Still, the objection persists. If we only focus on what we can control, does that mean we must retreat from political change? For students of Politics and International Relations, this feels dangerous. History is shaped by movements, protests, revolutions: people refusing to accept injustice. 

However, Stoicism does not say ‘do nothing’. Instead, it says: act, serve, resist injustice. But do not make your identity contingent on victory. 

Every election is declared ‘the most divisive in history’. A Stoic acknowledges this reality without resentment. Division is not solved by fury. A virtuous society rests on shared values that transcend party lines. 

Stoicism is a discipline against political narcissism: the belief that the world must conform to my moral urgency or it is intolerable. This begins when we assume that if our side loses, reality itself has malfunctioned. 

Stoicism refuses to make victory the measure of virtue. It offers a third path between apathy and hysteria. It does not forbid protest, it forbids hatred. It does not forbid resistance, it forbids becoming unjust in the process. The Stoic question is not ‘Did we win’ but, ‘Did we remain just?’ 

Outcomes belong to fortune. Character belongs to you. 

History offers striking examples of Stoic leadership. 

George Washington admired the Roman Stoic Cato the Younger so deeply that he arranged a performance of a play about Cato for his soldiers at Valley Forge. Washington’s relinquishment of power after the Revolution revealed a commitment to duty over spectacle. 

Nelson Mandela read ‘Meditations’ during his 27 years in prison. He could not control his confinement, but he could control his response. That inner discipline later enabled him to guide South Africa through a fragile transition without succumbing to vengeance. 

“The hardest state to govern is not a nation, but oneself.”

These examples illustrate a Stoic redefinition of power. Leadership is character, not charisma. In an era of spectacle politics, this message lands hard. Power without self-command is merely noise with authority. The hardest state to govern is not a nation, but oneself. 
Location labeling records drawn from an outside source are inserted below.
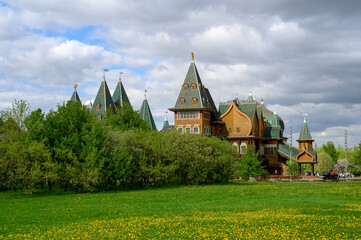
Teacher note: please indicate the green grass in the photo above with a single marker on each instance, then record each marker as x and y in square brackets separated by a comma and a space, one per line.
[266, 210]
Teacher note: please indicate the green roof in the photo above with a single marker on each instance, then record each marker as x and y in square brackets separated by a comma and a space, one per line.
[165, 124]
[198, 92]
[104, 99]
[120, 97]
[275, 120]
[272, 132]
[250, 97]
[305, 132]
[75, 97]
[146, 114]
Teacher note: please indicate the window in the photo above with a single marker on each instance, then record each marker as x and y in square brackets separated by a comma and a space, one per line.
[206, 116]
[194, 101]
[270, 150]
[188, 115]
[206, 131]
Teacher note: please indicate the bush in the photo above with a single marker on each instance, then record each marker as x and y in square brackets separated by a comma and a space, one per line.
[139, 158]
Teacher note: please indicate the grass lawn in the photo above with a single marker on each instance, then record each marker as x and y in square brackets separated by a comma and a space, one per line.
[265, 210]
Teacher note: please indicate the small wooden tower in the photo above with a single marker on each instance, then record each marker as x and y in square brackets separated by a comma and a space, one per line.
[305, 140]
[194, 107]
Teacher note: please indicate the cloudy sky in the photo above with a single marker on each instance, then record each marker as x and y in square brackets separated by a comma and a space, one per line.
[302, 57]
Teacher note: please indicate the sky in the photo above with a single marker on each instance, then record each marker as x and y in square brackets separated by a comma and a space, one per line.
[301, 57]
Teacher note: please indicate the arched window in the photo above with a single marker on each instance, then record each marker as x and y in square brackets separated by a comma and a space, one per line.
[243, 148]
[194, 101]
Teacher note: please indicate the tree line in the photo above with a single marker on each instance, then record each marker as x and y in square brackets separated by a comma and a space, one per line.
[69, 149]
[331, 158]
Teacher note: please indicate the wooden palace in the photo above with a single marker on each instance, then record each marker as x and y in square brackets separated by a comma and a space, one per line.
[243, 123]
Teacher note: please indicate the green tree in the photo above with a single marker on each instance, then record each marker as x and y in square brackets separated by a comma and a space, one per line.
[13, 119]
[249, 165]
[34, 124]
[125, 118]
[357, 155]
[325, 163]
[330, 149]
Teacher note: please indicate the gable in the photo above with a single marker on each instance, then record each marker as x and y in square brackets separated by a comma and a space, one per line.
[236, 122]
[304, 157]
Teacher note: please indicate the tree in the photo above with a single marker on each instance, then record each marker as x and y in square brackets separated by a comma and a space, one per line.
[34, 124]
[357, 155]
[125, 118]
[325, 163]
[330, 149]
[15, 116]
[249, 165]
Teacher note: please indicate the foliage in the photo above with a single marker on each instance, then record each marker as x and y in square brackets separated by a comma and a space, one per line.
[330, 149]
[357, 155]
[293, 169]
[68, 148]
[325, 163]
[354, 169]
[249, 165]
[139, 158]
[125, 118]
[25, 166]
[13, 119]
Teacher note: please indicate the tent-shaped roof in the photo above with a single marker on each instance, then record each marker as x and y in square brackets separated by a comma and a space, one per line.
[120, 97]
[75, 97]
[104, 99]
[193, 93]
[305, 132]
[146, 114]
Democracy depends not only on institutions but on the emotional maturity of its citizens. If citizens are governed by outrage, democracy destabilises. If citizens can govern themselves, democracy stabilises. A state cannot be calmer than its people. 

So, is Stoicism politically passive or politically powerful?

It is powerful because it rejects the illusion of total control. Modern politics promises mastery; Stoicism insists the only legitimate form of control is self-control. 

Stoicism does not teach us to accept injustice. It teaches us to confront injustice without becoming unjust ourselves. It does not advocate us to withdraw from public life, but to enter it with discipline, humility, and courage. Before asking who governs the states, Stoicism asks: have you governed yourself? 

In a culture addicted to outrage, self-command is radical. In a political system obsessed with outcomes, integrity is revolutionary. Stoicism relocates power from domination to discipline, and from spectacle to service. 

The Stoics would remind us: history is uncertain, fortune is fickle, elections are contested, empires fall. The only thing that remains is character.

In an era of outrage, the most radical act is to remain governed.